LPA inspected physical plant including but not limited to kitchen, bedrooms, bathrooms, living and dining room area. LPA observed sufficient furniture and lighting throughout the facility. There are no bodies of water present in or around the facility. LPA observed sufficient seven day non-perishable and two day perishable food supplies. Hot water temperature was measured at 115 degrees Fahrenheit in resident bathroom sink, which is within the required range of 105 to 120 degrees. Fire extinguishers were inspected on 12/07/2022 and smoke detectors were tested and found to be in compliance with fire safety. Carbon dioxide monitor present and functioning. LPA observed centrally stored medications locked inside the medication cabinet. LPA and Administrator reviewed 3 staff files, including criminal record clearances. All staff today are Fingerprint cleared and associated to the facility. First aid kit was checked and is complete. Fire drill was completed on 11/23/2022 .

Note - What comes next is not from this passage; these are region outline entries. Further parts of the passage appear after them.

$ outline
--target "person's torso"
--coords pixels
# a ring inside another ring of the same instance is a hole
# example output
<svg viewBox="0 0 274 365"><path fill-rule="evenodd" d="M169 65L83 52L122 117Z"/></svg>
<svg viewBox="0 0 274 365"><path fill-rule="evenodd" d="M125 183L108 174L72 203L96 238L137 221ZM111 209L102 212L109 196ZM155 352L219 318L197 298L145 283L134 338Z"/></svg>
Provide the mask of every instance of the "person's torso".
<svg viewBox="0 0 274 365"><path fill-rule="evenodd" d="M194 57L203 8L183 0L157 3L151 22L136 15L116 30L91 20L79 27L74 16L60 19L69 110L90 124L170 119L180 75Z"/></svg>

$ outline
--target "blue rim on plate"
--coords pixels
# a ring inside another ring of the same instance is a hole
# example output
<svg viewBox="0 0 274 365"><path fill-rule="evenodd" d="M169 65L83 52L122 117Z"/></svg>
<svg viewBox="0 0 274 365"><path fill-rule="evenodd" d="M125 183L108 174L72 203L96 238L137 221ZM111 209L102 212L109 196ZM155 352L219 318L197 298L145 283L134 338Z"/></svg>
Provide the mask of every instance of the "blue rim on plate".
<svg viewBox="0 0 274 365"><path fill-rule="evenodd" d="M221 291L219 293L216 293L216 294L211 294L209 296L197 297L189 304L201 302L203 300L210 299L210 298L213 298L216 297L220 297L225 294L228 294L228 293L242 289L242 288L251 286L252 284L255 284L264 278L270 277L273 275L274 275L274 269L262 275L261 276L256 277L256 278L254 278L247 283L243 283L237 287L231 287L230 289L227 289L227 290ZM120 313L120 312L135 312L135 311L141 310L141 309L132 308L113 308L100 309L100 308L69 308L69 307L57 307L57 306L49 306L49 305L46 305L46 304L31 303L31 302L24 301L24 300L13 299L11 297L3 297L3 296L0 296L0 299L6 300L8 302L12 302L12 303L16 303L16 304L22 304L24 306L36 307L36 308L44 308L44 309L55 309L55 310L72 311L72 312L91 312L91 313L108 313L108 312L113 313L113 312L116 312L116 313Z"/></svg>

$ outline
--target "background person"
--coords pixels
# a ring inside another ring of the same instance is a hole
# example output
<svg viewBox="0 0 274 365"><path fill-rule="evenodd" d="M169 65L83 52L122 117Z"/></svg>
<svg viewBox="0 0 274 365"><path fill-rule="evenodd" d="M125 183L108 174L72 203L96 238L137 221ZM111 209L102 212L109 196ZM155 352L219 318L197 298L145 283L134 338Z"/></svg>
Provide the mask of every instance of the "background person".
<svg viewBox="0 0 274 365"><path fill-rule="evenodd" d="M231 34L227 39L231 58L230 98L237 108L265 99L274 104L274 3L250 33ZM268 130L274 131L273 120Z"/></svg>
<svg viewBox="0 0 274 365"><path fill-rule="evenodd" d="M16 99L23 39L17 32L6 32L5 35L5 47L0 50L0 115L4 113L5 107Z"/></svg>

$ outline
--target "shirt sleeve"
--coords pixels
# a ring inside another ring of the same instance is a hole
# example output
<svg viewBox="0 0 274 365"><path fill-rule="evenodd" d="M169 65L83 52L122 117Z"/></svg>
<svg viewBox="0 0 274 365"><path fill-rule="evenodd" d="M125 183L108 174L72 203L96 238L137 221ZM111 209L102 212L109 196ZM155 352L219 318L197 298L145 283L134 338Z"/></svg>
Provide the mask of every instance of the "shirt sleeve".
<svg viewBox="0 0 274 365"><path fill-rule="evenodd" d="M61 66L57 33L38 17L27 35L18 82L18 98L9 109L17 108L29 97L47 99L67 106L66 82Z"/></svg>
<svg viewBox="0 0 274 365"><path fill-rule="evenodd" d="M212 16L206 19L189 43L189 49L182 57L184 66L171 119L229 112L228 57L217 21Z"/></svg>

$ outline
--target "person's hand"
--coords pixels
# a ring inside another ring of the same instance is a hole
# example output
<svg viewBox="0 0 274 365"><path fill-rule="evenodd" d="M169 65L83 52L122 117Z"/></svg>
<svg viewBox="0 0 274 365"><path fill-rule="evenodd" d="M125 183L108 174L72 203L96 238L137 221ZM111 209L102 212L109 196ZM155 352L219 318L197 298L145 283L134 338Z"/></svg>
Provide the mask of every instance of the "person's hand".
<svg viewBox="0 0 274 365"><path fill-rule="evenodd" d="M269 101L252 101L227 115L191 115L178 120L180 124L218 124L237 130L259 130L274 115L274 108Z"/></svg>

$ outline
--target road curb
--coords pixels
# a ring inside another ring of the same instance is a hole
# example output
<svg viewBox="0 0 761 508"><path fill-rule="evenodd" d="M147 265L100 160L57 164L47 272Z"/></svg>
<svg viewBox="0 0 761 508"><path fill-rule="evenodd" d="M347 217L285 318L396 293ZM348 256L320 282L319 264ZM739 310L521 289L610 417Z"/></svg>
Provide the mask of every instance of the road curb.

Per California Code of Regulations, Title 22 Division 6, Chapter 8 and Health and Safety Code, No deficiencies were observed and cited during this visit. Exit interview held and a report given at the conclusion of the visit
SUPERVISORS NAME: Liza King
LICENSING EVALUATOR NAME: Renee Campbell
LICENSING EVALUATOR SIGNATURE: DATE: 01/06/2023
I acknowledge receipt of this form and understand my licensing appeal rights as explained and received.
FACILITY REPRESENTATIVE SIGNATURE: DATE: 01/06/2023
This report must be available at Child Care and Group Home facilities for public review for 3 years.